Latest Central Bank of Barbados Study Illustrates Why Devaluation is not an Option for Small Open Countries

A recent Central Bank of Barbados study, entitled Size, Structure and Devaluation, shows why devaluation won’t improve price competitiveness in very small open economies like those in the Caribbean. In small economies, devaluation is more likely to cause high inflation and economic contraction, rather than economic growth. The paper’s authors are Dr. Winston Moore, of the Department of Economics, University of the West Indies, Cave Hill; Jamila Beckles, a recent UWI graduate; and Dr. DeLisle Worrell, Governor – Central Bank of Barbados.

Small economies are defined as those with a population below 1.2 million and GDP of US$8 billion or less. Drawing from a sample of 33 small countries and 32 large economies, the study demonstrates that the small economy has very limited scope to substitute domestically produced products for imports if there is an increase in the relative prices of imports. On average, small countries have domestic substitutes for about 16 percent of imports, while larger countries could on average substitute almost one-third of their imports with domestic production.
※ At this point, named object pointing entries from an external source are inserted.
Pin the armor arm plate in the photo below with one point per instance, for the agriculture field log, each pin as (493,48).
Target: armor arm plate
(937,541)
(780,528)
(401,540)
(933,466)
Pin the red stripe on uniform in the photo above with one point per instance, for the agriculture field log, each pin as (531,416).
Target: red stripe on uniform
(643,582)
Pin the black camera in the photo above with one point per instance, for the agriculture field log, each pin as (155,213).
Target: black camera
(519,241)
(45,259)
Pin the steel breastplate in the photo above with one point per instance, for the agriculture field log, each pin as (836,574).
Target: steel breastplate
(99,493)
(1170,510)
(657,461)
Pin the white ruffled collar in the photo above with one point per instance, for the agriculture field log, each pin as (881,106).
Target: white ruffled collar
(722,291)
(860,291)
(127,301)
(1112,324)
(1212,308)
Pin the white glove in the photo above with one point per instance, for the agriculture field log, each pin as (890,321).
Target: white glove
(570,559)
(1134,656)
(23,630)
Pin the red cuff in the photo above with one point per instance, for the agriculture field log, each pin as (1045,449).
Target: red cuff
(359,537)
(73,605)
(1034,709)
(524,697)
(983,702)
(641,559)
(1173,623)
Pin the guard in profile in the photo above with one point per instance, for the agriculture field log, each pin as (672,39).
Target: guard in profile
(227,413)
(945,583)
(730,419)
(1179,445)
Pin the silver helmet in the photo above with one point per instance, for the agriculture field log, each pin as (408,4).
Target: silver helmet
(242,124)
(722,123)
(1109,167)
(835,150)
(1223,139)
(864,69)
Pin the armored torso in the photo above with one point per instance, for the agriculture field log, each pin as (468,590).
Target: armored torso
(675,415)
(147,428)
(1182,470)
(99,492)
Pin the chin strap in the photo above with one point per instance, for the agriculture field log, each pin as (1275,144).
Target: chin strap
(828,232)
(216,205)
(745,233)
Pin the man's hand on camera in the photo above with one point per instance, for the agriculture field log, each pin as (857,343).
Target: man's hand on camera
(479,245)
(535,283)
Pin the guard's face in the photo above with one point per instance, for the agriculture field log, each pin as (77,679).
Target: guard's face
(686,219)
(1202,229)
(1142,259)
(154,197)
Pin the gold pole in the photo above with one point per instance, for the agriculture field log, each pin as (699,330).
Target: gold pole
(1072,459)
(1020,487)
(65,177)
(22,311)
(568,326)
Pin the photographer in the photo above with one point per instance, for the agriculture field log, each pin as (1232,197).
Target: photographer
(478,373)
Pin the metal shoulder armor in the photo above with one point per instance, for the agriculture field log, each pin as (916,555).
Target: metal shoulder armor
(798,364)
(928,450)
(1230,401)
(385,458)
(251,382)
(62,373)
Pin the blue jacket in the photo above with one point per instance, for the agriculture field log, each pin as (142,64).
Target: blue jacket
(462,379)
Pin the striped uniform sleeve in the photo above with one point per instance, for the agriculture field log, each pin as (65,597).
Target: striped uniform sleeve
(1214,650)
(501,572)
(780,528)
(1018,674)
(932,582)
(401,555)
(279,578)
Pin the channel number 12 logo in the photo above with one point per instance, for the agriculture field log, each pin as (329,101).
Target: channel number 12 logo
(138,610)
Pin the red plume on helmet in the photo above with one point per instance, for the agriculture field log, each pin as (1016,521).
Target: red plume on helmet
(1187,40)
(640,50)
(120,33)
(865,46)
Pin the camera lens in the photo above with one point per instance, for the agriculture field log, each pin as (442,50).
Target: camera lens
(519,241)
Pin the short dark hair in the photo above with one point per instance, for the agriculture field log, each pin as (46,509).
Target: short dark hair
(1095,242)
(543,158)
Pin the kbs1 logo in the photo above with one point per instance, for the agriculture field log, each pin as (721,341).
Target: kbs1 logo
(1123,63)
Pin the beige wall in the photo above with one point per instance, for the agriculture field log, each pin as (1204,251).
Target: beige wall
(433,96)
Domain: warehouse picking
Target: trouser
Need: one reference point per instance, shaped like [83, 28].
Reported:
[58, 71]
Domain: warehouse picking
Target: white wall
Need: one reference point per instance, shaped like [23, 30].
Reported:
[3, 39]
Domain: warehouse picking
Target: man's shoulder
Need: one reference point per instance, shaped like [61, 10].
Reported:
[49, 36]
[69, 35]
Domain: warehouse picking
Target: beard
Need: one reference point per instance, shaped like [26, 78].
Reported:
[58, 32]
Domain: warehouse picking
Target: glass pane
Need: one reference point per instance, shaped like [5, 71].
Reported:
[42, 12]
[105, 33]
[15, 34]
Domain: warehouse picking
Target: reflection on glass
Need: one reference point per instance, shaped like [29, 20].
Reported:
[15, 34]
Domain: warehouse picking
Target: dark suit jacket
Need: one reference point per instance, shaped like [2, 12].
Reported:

Barbados, for example, can only substitute a maximum of 15 percent of the import bill for its top five goods, namely mineral fuels, vehicles, pharmaceutical products, organic chemicals and mechanical appliances.

The authors found that the combination of high import content and exchange rate depreciation has a significant impact on inflation in the small open economy, far greater than for larger economies. Together, the combination of high export concentration – on average 77 percent – limited import substitution potential, and a high import propensity, mean that for small economies, devaluation is inflationary, and is not growth-promoting.

Further, exports are constrained by supply because the country is a relatively small player in the global market for goods and services, and domestic production of nontradeables become less productive with devaluation, so there will be no expansion of output as a result of devaluation.